To Each His Own E-mail
The ongoing capture of information is essential to segmentation. Peoples’ tastes and habits change. You can’t assume that what you knew of your customers when they first came to you is going to be true forever. As each bit of new information is captured, you learn more about customers—what they buy, the lists they opt in to, etc.—and these things tell you about their tastes and, perhaps, their lifestyles.
This process should be self-propelling. Customer information continually captured and analyzed drives further segmentation and analysis, leading to an ever more refined marketing program. For the most effective marketers, this is a way of life. But only if they gather enough data on their customers.
Here are the basic data elements of successful segmentation: Start with geography/location—including name, address and ZIP code. The most important data on your customers, however, is what types of products they’re interested in. This is the absolute most important thing you can find out. Once you have this information, go back to them two to three times a year and continue to ask them—just a few questions at a time—about what types of products they’re interested in. Continually update your database.

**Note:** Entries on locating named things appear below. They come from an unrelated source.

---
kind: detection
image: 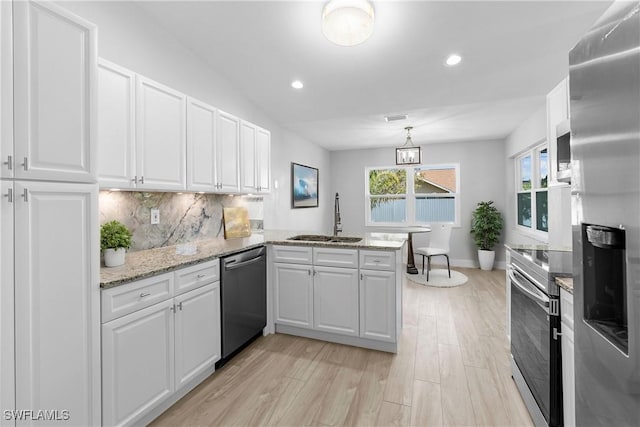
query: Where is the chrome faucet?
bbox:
[333,193,342,236]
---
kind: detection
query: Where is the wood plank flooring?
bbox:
[152,268,533,427]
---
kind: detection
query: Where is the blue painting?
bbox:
[291,163,318,208]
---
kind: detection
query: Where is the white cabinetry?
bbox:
[98,58,136,189]
[102,260,221,426]
[216,110,240,193]
[134,75,187,190]
[11,182,100,425]
[240,120,271,193]
[560,289,576,426]
[313,266,360,336]
[274,263,313,328]
[360,270,396,342]
[187,98,218,191]
[10,1,97,182]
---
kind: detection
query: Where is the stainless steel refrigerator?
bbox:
[569,1,640,427]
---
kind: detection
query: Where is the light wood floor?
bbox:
[153,268,533,426]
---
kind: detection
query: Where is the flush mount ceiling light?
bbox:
[444,53,462,67]
[396,126,422,165]
[322,0,374,46]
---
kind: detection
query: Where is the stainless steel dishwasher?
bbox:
[216,246,267,367]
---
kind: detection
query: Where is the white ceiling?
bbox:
[132,0,611,150]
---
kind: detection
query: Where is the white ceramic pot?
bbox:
[478,249,496,271]
[104,248,127,267]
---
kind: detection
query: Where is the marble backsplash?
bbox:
[99,191,264,251]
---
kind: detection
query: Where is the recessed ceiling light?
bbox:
[445,53,462,67]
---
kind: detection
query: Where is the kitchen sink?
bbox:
[287,234,362,243]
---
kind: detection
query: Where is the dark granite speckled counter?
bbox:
[100,230,407,289]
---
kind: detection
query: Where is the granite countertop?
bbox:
[100,230,407,289]
[556,277,573,294]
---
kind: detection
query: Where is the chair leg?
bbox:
[445,255,451,279]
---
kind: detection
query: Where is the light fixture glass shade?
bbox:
[322,0,374,46]
[396,126,422,165]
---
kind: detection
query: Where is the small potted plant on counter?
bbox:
[100,220,131,267]
[471,201,502,270]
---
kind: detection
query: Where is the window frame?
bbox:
[364,162,461,228]
[514,141,551,242]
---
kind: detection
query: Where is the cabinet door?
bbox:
[102,300,174,426]
[274,263,313,328]
[216,110,240,193]
[0,1,15,179]
[0,180,15,427]
[360,270,396,342]
[15,182,100,425]
[98,59,135,188]
[240,120,258,193]
[175,282,221,390]
[256,128,271,193]
[187,98,216,191]
[313,267,359,336]
[136,76,187,190]
[12,1,97,182]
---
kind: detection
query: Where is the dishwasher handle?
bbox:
[224,254,265,271]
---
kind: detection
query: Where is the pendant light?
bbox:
[322,0,374,46]
[396,126,422,165]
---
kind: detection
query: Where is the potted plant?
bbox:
[471,201,502,270]
[100,220,131,267]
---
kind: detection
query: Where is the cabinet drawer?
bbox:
[101,273,174,323]
[560,289,573,330]
[273,246,312,264]
[360,250,396,271]
[174,259,220,295]
[313,248,358,268]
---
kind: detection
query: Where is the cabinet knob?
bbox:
[2,156,13,170]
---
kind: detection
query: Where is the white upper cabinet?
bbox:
[187,97,217,191]
[98,58,135,189]
[240,120,258,193]
[256,128,271,193]
[134,75,187,190]
[216,110,240,193]
[12,1,97,182]
[240,120,271,193]
[0,1,15,180]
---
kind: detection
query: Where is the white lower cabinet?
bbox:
[274,263,313,328]
[313,266,359,336]
[102,260,221,426]
[560,289,576,426]
[360,270,396,342]
[102,300,174,426]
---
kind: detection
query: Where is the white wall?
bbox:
[331,140,506,266]
[58,1,331,231]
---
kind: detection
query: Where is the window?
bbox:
[516,145,549,233]
[365,164,460,226]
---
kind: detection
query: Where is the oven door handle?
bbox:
[509,268,549,308]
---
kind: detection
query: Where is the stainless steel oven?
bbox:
[508,249,572,426]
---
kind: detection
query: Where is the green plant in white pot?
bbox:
[471,201,502,270]
[100,220,131,267]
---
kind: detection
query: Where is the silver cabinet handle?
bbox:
[2,156,13,170]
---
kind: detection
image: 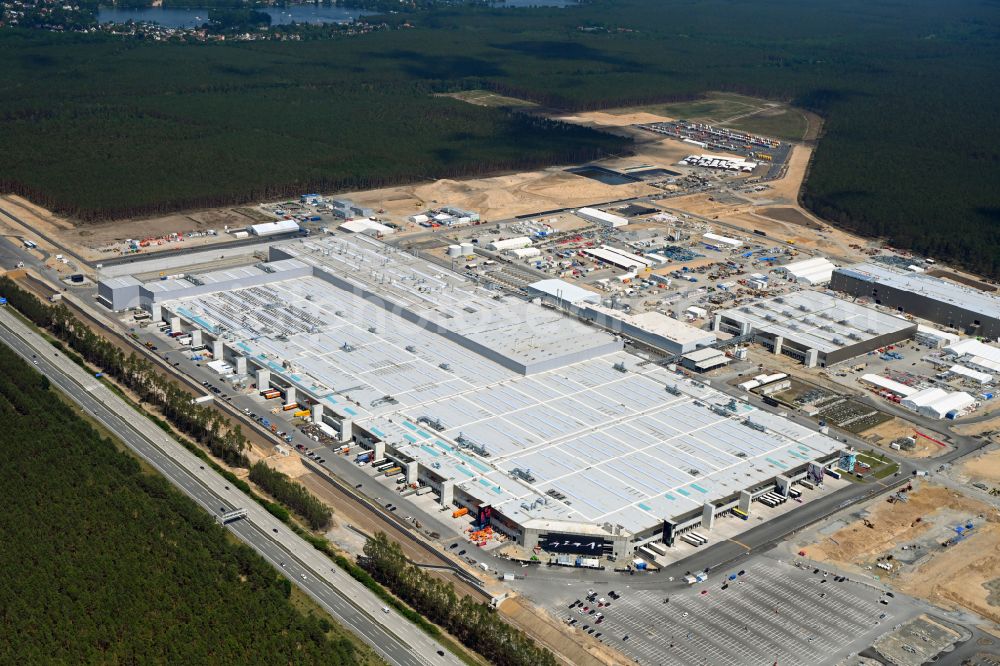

Some marketers do this. Many do not. Those that do, often stop at the basics. They have some basic data on their customers and have created some segments based on this information. They add information to the database, but they don’t use this information to revise their segments. Maybe they create a few different versions of their e-mail campaigns based on some basic audience segments. This is good, but it’s only scratching the surface of what can be done.
On Good Behavior
To truly serve your customers and address their needs, you need to capture and analyze behavior. Behavioral marketing, not surprisingly, is based on each of your customer’s very specific behaviors, in your inbox or on your Web site. Perhaps they’ve expressed an interest in a certain product. They’ve viewed it on your Web site numerous times, for example. Maybe they’ve even put it into their shopping carts, intending to purchase it—but they don’t.